Nash heard that terrible screamy voice and cringed. "That can't be. Daffney?"

Sarah and Eliza. Nash. Back and forth, back and forth, walking footage like you've NEVER seen before in the fWEo, or likely ever will again. Or now, even. But anyway. As the Slayers rounded the corner, Eliza pulled out a banana, thinking there was a jobber there, this being the fWEo, and all.

"Eliza, NO" Sarah yelled.

But sadly, it was too late. Eliza stabbed Nash in the heart with her banana. But that didn't work, so she grabbed him by the legs, and in the oddest sight of the night, yes, Nash took a bump on a concrete floor. No that is NOT a mattress he fell on. That's the floor! I swear! Anyway, Eliza grabbed Nash's leg.

"Eliza, NO!" Sarah repeated.

But sadly, again, it was too late, again.



"AHHHHHHHHHHHHHHHHH!" Eliza yelled. But then she realized. Nash wasn't a jobber. She had slayed…a real live former WWF and WCW champion! That was when she dropped the banana.

"Oh my God," Sarah said in disbelief. "You broke his knee cap. Do you realize he's now going to be out for another year!"

"OWWWWWWWEEEEEEEEEEEE. And I was just getting better, OWWWWWWWWW!"


Is this a cliffhanger? It must be, we just went to black.

"Okay, now I'm gonna give you a ball tap."

"You can't ball tap in boxing!"

We're back in the "remote location", where Texas Kid is playing Mike Heftel's "practice dummy".

"What planet are you from? Boxing is no-holds-barred!", Heftel tells TK.

"No. There's rules in boxing. Haven't you ever heard the term "no hitting below the belt"?"

"Of course. I've said that to plenty of people, but they go ahead and do it anyway, and baby, it's MAH TAHHHHHM, MAH TAHHHHHM!"

BORT: That'd be HHH's old theme song that Heftel is singing.

"Your what?"

"My, uh, time to shine, you know?"

"No. I don't."

While this argument goes on, Mr. T is telling the 1-2-3 Kid what his role is in this training session.

"Now, all you have to do is stand there while I give you some sharp blows to the face."

A nervous look comes across Kid's face, and he reaches over and taps Heftel on the shoulder.

"...then my nuts were...oh, hey Kid, what's up?"

"Um...I think Mr. T wants to have sex with me."

"Dammit, T, I knew it all along!", Heftel shouted, pointing at T.

Even though it's been established that Heftel and T are basically friendly rivals, Heftel has apparently had a sneaking suspicion all along that T was a pedophile.

"All I want to do is punch somebody.
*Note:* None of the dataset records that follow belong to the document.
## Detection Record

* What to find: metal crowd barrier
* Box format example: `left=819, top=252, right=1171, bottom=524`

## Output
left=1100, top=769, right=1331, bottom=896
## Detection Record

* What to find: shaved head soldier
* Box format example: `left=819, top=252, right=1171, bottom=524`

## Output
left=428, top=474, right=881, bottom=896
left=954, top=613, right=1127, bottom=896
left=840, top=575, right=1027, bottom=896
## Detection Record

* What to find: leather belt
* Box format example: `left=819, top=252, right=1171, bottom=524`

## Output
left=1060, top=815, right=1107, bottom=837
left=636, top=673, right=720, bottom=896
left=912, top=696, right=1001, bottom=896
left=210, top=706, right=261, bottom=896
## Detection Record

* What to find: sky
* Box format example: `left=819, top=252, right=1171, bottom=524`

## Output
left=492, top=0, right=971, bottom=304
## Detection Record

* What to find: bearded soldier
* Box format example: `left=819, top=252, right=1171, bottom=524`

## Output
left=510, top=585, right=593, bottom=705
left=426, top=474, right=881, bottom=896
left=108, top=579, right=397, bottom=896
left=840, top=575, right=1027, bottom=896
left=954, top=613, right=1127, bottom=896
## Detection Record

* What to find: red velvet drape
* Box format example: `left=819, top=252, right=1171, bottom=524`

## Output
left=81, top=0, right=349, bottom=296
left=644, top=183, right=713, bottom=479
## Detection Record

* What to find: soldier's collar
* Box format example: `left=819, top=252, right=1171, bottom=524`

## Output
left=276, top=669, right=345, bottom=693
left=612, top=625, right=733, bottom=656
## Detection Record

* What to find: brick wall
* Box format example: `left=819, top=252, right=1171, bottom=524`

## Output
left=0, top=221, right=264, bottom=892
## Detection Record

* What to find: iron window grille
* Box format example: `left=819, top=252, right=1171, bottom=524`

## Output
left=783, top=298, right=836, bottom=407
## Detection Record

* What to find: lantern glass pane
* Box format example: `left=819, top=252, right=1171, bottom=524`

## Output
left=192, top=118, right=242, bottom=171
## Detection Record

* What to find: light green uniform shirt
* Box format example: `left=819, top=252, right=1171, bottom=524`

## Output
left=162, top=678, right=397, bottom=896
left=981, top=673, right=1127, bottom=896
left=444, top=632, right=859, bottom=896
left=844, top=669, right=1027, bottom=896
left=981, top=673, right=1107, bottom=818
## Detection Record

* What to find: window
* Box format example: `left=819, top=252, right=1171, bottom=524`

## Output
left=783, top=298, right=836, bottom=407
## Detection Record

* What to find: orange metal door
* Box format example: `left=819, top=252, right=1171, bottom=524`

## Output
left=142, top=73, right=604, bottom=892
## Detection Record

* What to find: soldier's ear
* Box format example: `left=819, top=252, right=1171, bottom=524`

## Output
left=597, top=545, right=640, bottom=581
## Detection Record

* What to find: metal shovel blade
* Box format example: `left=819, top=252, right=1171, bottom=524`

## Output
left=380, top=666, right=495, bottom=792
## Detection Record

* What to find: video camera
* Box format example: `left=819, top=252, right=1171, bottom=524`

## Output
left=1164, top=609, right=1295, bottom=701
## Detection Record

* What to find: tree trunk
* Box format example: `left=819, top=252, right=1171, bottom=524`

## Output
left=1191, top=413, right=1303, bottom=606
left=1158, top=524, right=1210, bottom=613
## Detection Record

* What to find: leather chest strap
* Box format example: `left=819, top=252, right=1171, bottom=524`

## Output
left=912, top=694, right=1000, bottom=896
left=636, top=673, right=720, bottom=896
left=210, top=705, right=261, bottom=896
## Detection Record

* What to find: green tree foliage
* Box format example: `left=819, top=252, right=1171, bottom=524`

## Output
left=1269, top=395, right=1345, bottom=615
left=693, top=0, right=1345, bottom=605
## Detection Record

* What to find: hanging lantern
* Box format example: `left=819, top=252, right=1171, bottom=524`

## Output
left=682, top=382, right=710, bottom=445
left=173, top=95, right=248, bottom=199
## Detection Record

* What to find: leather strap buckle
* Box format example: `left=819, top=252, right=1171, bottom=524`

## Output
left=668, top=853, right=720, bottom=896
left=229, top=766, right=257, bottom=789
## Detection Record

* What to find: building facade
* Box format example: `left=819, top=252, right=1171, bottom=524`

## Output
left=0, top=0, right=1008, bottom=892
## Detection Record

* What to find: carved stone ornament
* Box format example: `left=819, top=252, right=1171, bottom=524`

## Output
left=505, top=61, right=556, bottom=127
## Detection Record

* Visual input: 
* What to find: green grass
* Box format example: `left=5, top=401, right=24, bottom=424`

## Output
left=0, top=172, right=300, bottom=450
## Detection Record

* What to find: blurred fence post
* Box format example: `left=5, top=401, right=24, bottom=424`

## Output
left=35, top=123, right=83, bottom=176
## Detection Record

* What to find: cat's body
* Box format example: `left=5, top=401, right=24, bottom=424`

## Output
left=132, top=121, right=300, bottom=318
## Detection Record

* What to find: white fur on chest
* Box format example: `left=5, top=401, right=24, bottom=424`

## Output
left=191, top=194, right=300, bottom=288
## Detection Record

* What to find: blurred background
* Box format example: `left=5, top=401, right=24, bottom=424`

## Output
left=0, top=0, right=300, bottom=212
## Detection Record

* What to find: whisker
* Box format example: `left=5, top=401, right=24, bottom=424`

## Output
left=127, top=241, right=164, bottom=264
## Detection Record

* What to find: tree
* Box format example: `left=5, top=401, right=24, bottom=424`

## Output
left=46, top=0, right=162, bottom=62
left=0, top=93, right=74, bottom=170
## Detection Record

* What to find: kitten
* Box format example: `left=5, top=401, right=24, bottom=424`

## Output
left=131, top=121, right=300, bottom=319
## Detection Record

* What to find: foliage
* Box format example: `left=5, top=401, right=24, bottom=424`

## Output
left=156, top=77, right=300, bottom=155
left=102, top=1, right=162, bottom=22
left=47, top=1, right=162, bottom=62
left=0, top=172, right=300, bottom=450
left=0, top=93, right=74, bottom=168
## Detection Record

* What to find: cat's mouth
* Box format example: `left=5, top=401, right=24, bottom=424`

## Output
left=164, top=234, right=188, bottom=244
It'll help build my confidence."

"Fine. If you wanna do everything in the book except for punch someone while wearing a boxing glove, you can go get your squeegee, and Scott, or as I now like to call him, Mr. I Don't Wanna Job To A Ball Tap, can go get his Mean Street Posse buddies, and the two of you can march back in here and crack the skulls of Mike Heftel and the 1-2-3 Kid!"

I think I was going for a Sid Vicious/Justice joke with the "squeegee" line, as he once got into an argument with Brian Pillman and threatened to beat him up with a squeegee (in real life, that is). The Mean Street Posse reference is, of course, Heftel comparing Texas Kid to Shane McMahon, as both hail from, or around, Stamford, CT.

Kid taps on Heftel's shoulder again.

"Isn't that us?"

"Yes, Kid...it is. Prepare yourself...for initiation."

Another "PCU" reference. I must've watched it right before writing this show.

"But I already got initiated! Six times!"

Mr. T and Texas Kid left the "remote location", and will most likely return in a couple of minutes, where unmitigated hilarity will ensue.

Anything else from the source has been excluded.